For a known system layout — multi-string packs, systems with HVAC and solar drivers, etc. — subclass the logger to hide the per-component bookkeeping:

class MultiStringLog(SimulationLog):
    def __init__(self, n_steps: int, dt: float, strings) -> None:
        self.strings = strings
        fields = ["total_power", "avg_soc"]
        for i, _ in enumerate(strings):
            fields += [f"s{i}_soc", f"s{i}_power"]
        super().__init__(n_steps, dt, fields)

    def log(self, index: int) -> None:                         # type: ignore[override]
        socs = [bat.state.soc for bat, _ in self.strings]
        self.data["total_power"][index] = sum(c.state.power for _, c in self.strings)
        self.data["avg_soc"][index] = sum(socs) / len(socs)
        for i, (bat, conv) in enumerate(self.strings):
            self.data[f"s{i}_soc"][index] = bat.state.soc
            self.data[f"s{i}_power"][index] = conv.state.power

The simulation loop reduces to log.log(t) with no fields to remember at the call site — the subclass knows the system's layout. See Multi-String Systems for the matching strings = [(Battery, Converter), ...] pattern.

What to avoid

  • Deep-copying the state every step. log.append(copy.deepcopy(battery.state)) works, but it allocates a fresh dataclass on every step and leaves you with an awkward log[i].soc instead of df["soc"].
  • np.append in a loop. Unlike list.append, np.append rebuilds the whole array each call — quadratic in the number of steps.

Plotting

matplotlib lives in the notebooks optional-dependency group — install with uv sync --extra notebooks (or --all-groups, which pulls it transitively).
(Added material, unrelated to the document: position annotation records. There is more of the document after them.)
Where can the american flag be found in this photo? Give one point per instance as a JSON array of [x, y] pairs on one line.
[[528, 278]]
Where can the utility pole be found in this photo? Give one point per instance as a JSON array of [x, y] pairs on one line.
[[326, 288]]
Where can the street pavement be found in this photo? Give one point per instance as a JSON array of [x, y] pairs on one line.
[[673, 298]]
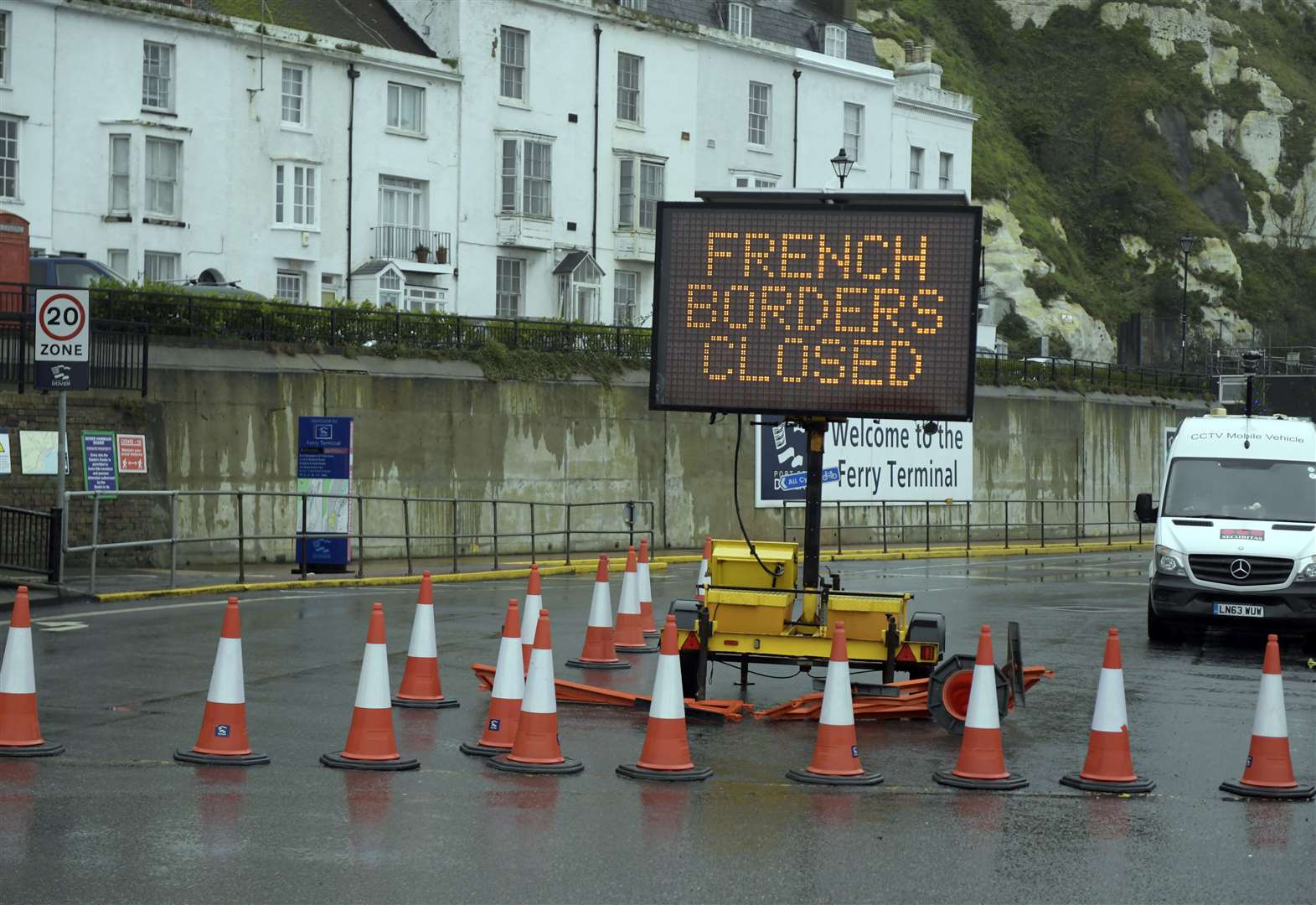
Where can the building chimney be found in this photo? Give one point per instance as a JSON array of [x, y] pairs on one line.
[[919, 67], [846, 9]]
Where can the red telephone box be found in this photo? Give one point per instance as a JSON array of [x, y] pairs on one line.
[[15, 252]]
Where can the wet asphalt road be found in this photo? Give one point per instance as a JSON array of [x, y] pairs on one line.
[[116, 820]]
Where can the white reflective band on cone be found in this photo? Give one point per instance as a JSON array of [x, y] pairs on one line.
[[539, 695], [530, 618], [628, 603], [18, 675], [982, 700], [226, 677], [1110, 714], [601, 608], [508, 681], [1270, 720], [668, 702], [373, 685], [647, 592], [837, 707], [423, 633]]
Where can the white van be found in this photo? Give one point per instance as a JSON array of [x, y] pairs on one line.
[[1236, 529]]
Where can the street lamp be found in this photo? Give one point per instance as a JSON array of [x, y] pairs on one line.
[[841, 165], [1186, 243]]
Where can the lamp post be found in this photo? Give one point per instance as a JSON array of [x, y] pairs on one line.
[[1186, 243], [841, 165]]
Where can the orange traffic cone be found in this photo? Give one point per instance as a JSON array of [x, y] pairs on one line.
[[631, 628], [1110, 763], [836, 755], [508, 690], [530, 617], [1270, 771], [536, 748], [703, 566], [370, 741], [647, 592], [20, 732], [223, 738], [982, 763], [599, 651], [666, 752], [421, 686]]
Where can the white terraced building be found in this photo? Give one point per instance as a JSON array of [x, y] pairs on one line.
[[493, 158]]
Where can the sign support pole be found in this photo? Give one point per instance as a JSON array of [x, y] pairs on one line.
[[62, 456], [813, 501]]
A minimal 2×2 grid of SOC, terminal voltage, current, and delivered power:

import matplotlib.pyplot as plt

fig, axes = plt.subplots(2, 2, figsize=(10, 6), sharex=True)
df.plot(x="time", y="soc",   ax=axes[0, 0], title="SOC",              ylabel="p.u.", legend=False)
df.plot(x="time", y="v",     ax=axes[0, 1], title="Terminal voltage", ylabel="V",    legend=False)
df.plot(x="time", y="i",     ax=axes[1, 0], title="Current",          ylabel="A",    legend=False)
df.plot(x="time", y="power", ax=axes[1, 1], title="Delivered power",  ylabel="W",    legend=False)
for ax in axes.flat:
    ax.set_xlabel("time [s]")
fig.tight_layout()
plt.show()

For richer plotting — heatmaps, combined axes, aging curves across many years — the demo tutorial notebook is a more substantial starting point.

Coarse-interval logging for long runs

Degradation studies often cover years of simulated time at 1-minute (or finer) timesteps. Logging every step becomes memory-heavy and mostly redundant — SoH moves slowly, so logging hourly or daily is sufficient. Just guard the append behind a modulo check:

log_every = 60  # once per hour if dt = 60 s
rows: list[dict] = []

for t in range(n_steps):
    battery.step(power[t], dt)
    if t % log_every == 0:
        rows.append({
            "time": t * dt,
            "soh_Q": battery.state.soh_Q,
            "soh_R": battery.state.soh_R,
            "soc": battery.state.soc,
        })

df = pd.DataFrame(rows)

A list of dicts scales to a DataFrame naturally via pd.DataFrame(rows) and keeps the row schema explicit per entry.